A campainha tocou minutos depois de a mulher ter ido embora, assustada, abri a porta sem pensar e dei de cara com ela de novo.

— Esqueci algo aí — ela disse já entrando e indo em direção ao corredor dos quartos.

Fui atrás dela seguindo-a até o banheiro que para minha surpresa estava intacto, o piso com revestimento rústico ainda era novo, o espelho que tomava toda a parede ainda estava inteiro, a pia, o vaso sanitário e a banheira ainda estavam brancos e limpos. O cheiro de desinfetante de lavanda contrastava com o cheiro de mofo que havia tomado o restante do apartamento. Com o choque do ocorrido, eu não me dera conta antes de que não havíamos passado naquele banheiro.

— Você está horrível — ela espantou-se ao me olhar como se eu tivesse acabado de aparecer ali — anda, vem tomar um banho para relaxar.

Com muita naturalidade, ela abriu a torneira da banheira e sentiu a temperatura da água com a mão.

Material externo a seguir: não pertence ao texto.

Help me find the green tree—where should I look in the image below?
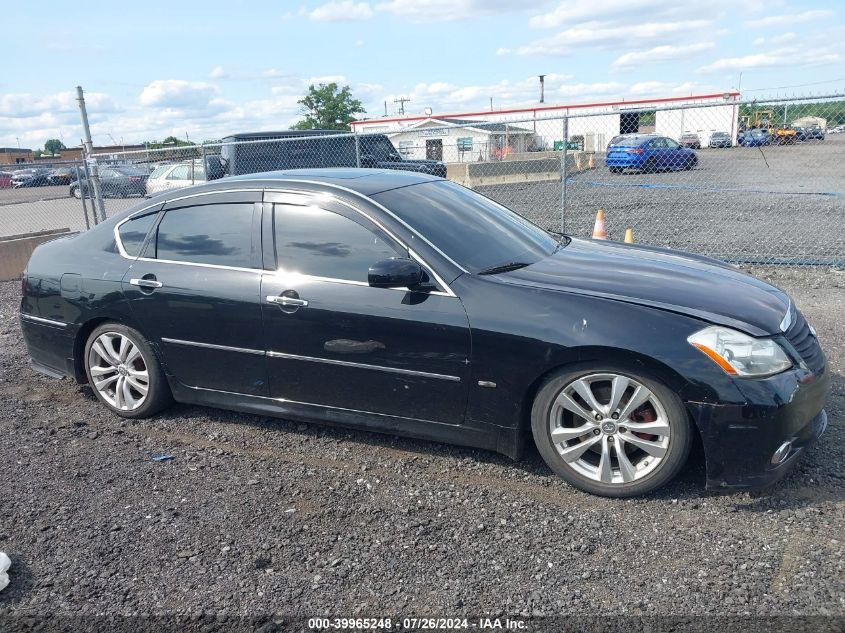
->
[291,82,366,131]
[44,138,67,156]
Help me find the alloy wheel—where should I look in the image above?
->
[88,332,150,411]
[548,373,671,484]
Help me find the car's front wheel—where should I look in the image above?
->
[531,366,692,497]
[85,323,172,418]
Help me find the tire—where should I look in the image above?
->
[83,323,173,418]
[531,364,692,497]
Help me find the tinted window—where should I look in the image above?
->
[373,181,557,273]
[167,165,190,180]
[118,212,158,257]
[275,204,400,282]
[154,204,252,268]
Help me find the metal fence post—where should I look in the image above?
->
[355,129,361,169]
[73,165,91,231]
[76,86,106,220]
[560,117,569,233]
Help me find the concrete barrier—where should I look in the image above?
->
[0,228,70,281]
[446,151,589,187]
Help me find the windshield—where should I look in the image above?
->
[372,180,558,273]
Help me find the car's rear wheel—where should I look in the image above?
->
[531,365,692,497]
[85,323,172,418]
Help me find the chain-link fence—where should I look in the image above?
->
[0,95,845,266]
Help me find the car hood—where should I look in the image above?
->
[496,239,789,336]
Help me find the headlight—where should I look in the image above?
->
[687,325,792,376]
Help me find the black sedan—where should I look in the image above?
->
[16,169,830,496]
[12,167,50,189]
[69,166,150,198]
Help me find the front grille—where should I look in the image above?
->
[785,309,824,373]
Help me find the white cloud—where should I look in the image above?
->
[528,0,666,29]
[308,0,374,22]
[613,42,716,69]
[745,9,833,28]
[508,19,711,55]
[754,32,798,46]
[139,79,218,108]
[698,47,842,73]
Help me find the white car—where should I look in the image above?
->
[147,160,206,196]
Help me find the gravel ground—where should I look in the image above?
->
[479,135,845,266]
[0,269,845,630]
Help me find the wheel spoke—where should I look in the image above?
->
[622,433,666,457]
[560,435,602,463]
[616,442,637,483]
[554,392,596,420]
[606,376,631,415]
[599,435,613,484]
[572,379,604,413]
[552,424,596,444]
[619,385,651,420]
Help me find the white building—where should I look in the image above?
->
[352,91,739,156]
[382,117,537,163]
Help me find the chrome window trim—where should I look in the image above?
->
[114,179,458,298]
[161,337,265,356]
[20,312,68,327]
[267,351,461,382]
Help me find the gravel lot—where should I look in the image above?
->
[0,269,845,630]
[479,135,845,265]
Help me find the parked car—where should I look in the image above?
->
[147,160,206,196]
[678,133,701,149]
[216,130,446,180]
[604,134,698,173]
[12,167,50,189]
[738,128,772,147]
[69,166,149,198]
[20,169,831,497]
[47,167,76,185]
[710,132,733,147]
[805,125,824,141]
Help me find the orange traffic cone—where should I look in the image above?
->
[593,209,607,240]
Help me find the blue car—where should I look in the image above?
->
[604,134,698,174]
[737,128,772,147]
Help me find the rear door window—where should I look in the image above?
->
[152,202,255,268]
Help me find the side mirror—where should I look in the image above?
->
[367,257,424,288]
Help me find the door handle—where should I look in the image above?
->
[267,295,308,308]
[129,279,164,289]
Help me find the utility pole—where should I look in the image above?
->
[76,86,106,221]
[393,97,410,115]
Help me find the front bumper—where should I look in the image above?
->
[687,368,830,489]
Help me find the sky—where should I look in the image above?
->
[0,0,845,149]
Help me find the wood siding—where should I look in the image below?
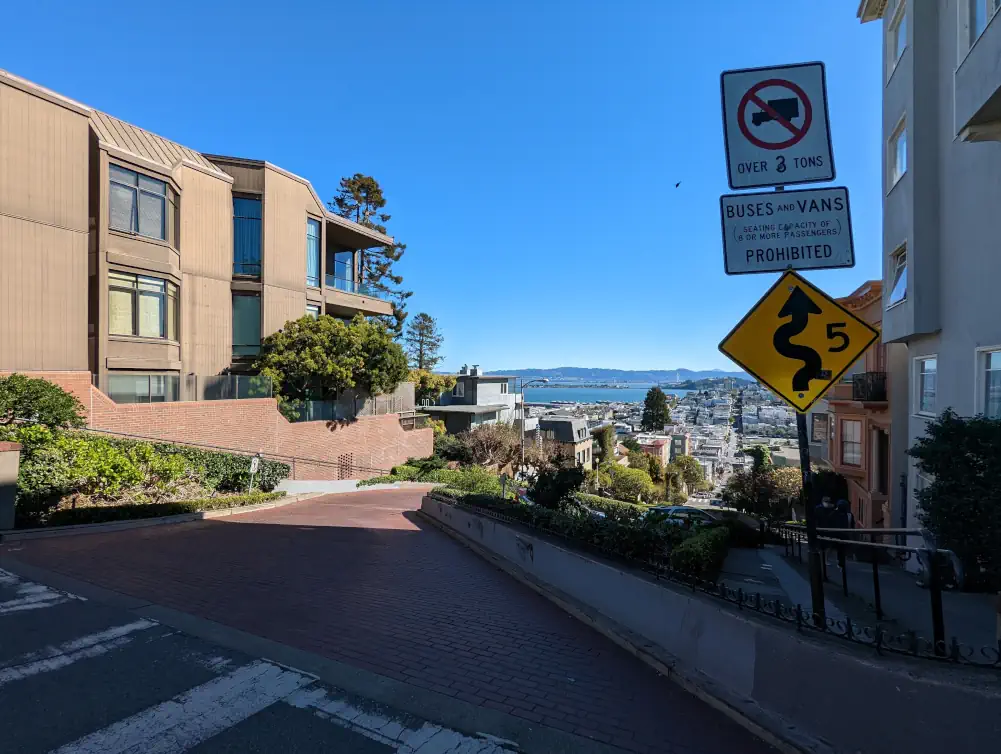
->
[0,80,89,370]
[261,285,306,336]
[181,273,233,374]
[263,167,323,292]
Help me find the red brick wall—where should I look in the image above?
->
[6,371,433,480]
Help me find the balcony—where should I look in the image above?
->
[323,274,392,316]
[852,371,887,404]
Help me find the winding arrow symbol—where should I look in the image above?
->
[772,285,824,391]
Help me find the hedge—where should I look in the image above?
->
[577,493,650,522]
[434,488,691,565]
[45,493,285,527]
[671,526,730,582]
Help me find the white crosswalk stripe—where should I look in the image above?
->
[47,661,314,754]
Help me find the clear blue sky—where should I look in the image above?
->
[0,0,882,368]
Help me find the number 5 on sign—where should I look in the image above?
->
[720,271,879,413]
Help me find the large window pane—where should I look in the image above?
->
[139,191,167,240]
[306,218,319,285]
[108,183,136,233]
[233,295,260,356]
[108,288,135,335]
[233,196,260,276]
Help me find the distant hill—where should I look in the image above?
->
[485,366,753,383]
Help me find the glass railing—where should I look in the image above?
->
[325,275,388,300]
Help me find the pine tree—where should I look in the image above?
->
[327,173,413,337]
[643,388,671,432]
[403,311,444,371]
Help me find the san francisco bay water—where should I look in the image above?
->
[525,386,692,404]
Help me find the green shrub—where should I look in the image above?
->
[671,527,730,582]
[45,493,285,527]
[434,488,690,564]
[0,373,83,427]
[577,493,650,522]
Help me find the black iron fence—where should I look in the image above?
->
[430,493,1001,669]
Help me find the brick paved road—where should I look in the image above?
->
[0,490,771,754]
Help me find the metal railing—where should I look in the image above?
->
[852,371,886,402]
[429,493,1001,669]
[324,274,388,300]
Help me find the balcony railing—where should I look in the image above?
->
[325,275,388,300]
[852,371,886,403]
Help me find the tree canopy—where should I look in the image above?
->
[255,314,407,412]
[327,173,413,337]
[403,311,444,371]
[643,388,671,432]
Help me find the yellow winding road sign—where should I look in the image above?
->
[720,270,879,413]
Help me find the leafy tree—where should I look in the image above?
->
[591,425,616,466]
[0,372,84,428]
[908,410,1001,591]
[462,423,522,469]
[255,314,407,412]
[675,456,712,492]
[607,464,660,503]
[406,369,455,405]
[643,388,671,432]
[327,173,413,337]
[403,311,444,371]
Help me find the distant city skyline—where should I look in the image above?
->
[0,0,882,370]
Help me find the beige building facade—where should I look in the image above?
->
[0,71,392,403]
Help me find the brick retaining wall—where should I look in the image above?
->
[0,371,433,480]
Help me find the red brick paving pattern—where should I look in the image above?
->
[8,490,771,754]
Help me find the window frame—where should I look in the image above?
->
[912,353,938,419]
[838,419,864,469]
[306,219,323,288]
[886,114,910,193]
[886,0,908,78]
[107,268,181,343]
[973,343,1001,419]
[108,162,174,242]
[884,242,910,310]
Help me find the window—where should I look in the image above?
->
[108,270,179,340]
[886,248,907,308]
[233,293,260,357]
[108,165,176,240]
[887,120,907,188]
[887,3,907,74]
[306,217,319,287]
[915,357,938,415]
[233,196,261,277]
[107,374,180,404]
[810,414,828,443]
[841,419,862,466]
[977,348,1001,419]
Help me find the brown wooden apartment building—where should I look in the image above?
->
[0,70,392,403]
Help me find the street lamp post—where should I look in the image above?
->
[519,378,550,474]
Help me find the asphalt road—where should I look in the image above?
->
[0,570,514,754]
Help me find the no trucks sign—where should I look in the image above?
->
[720,63,835,189]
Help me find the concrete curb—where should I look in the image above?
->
[0,493,322,545]
[416,511,836,754]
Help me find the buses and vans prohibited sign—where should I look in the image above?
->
[720,63,835,189]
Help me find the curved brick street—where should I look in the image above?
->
[1,490,770,754]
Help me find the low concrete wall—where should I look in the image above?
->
[421,497,1001,754]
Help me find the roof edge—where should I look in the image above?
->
[0,68,93,117]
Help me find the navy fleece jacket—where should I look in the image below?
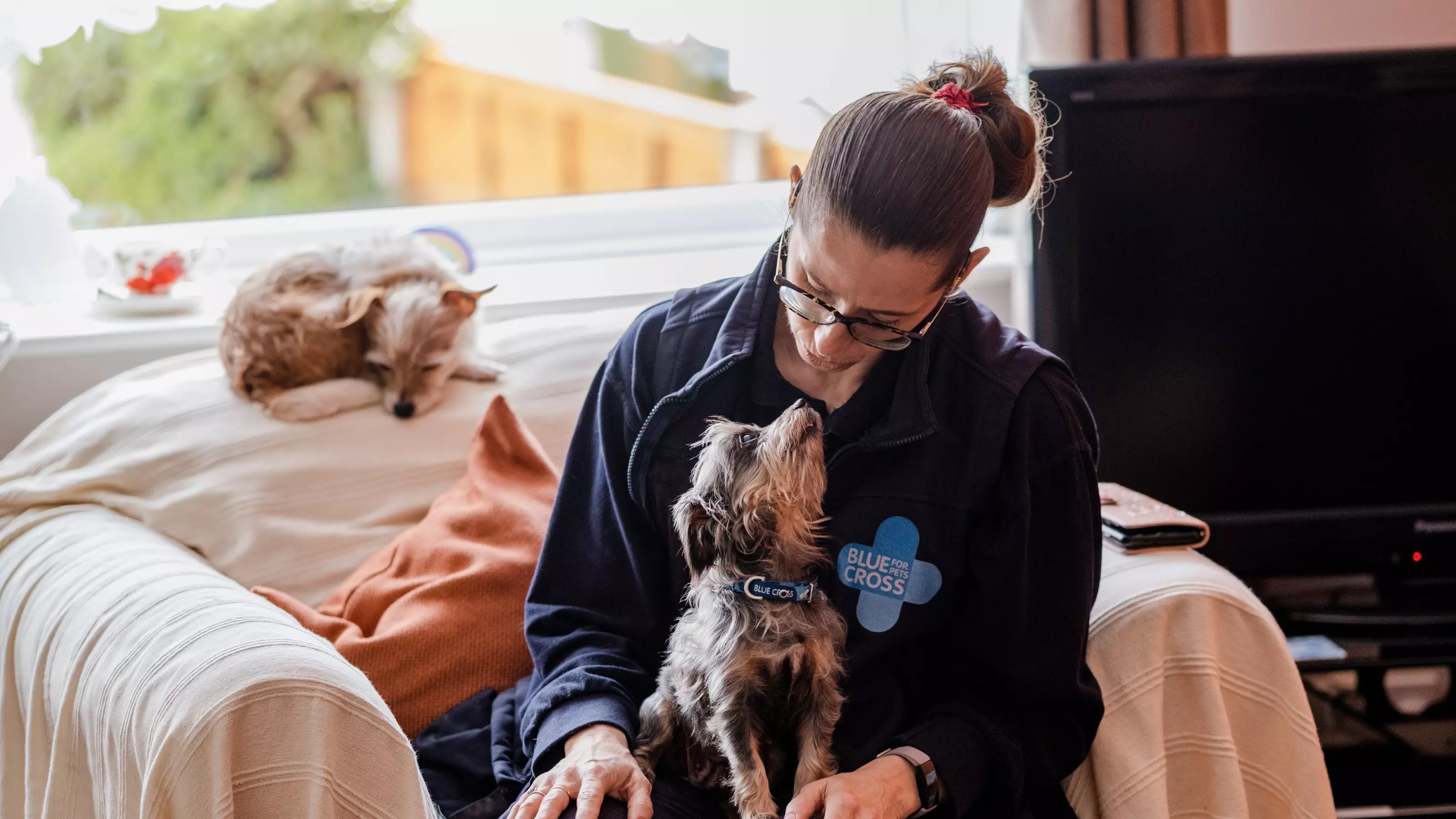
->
[520,243,1102,819]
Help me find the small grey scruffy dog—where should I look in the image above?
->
[635,401,844,819]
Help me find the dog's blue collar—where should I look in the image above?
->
[723,574,815,603]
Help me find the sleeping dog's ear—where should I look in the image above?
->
[334,284,384,329]
[672,493,719,577]
[440,281,495,318]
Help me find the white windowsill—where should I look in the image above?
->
[0,182,1016,359]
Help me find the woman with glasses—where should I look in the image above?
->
[496,54,1102,819]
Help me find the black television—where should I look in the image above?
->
[1031,50,1456,574]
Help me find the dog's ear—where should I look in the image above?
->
[440,281,496,318]
[334,284,384,329]
[672,495,716,577]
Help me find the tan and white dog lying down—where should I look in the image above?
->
[218,236,504,421]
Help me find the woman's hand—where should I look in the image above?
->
[507,724,655,819]
[784,756,920,819]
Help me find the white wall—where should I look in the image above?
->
[1229,0,1456,54]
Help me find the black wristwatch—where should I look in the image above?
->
[875,745,940,819]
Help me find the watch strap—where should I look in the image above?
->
[875,745,940,819]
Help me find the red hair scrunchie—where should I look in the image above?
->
[930,83,990,111]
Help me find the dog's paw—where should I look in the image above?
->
[451,359,510,380]
[734,794,779,819]
[632,753,657,783]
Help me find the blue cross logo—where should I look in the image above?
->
[839,517,940,631]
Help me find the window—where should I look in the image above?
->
[0,0,1018,228]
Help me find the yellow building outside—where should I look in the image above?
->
[400,56,808,202]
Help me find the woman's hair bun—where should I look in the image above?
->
[901,51,1042,206]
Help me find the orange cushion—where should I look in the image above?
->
[253,396,558,736]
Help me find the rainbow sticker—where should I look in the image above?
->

Eu me olhei no espelho, meu rosto havia envelhecido uns 10 anos e minha roupa estava surrada como se tivesse envelhecido comigo. Ela veio por trás levantando minha blusa sem pedir licença, olhamo-nos pelo espelho e ela sorriu, melancólica, como se carregasse um segredo doloroso. Levantei os braços sorrindo de volta.

Ela terminou de me despir totalmente e me ajudou a entrar na banheira, a água estava numa temperatura agradável, convidando-me a relaxar.

— Use isso, você se sentirá muito melhor — disse a mulher me entregando lâminas de barbear.

Eu peguei as lâminas da mão dela e fiz cortes nos meus pulsos, enquanto eu sangrava, olhei para cima para ver a mulher novamente e de repente a reconheci, era eu mesma.

— Shhh — ela fez acariciando de leve o meu rosto — feche os olhos agora, vai ficar tudo bem, tá... tudo...bem.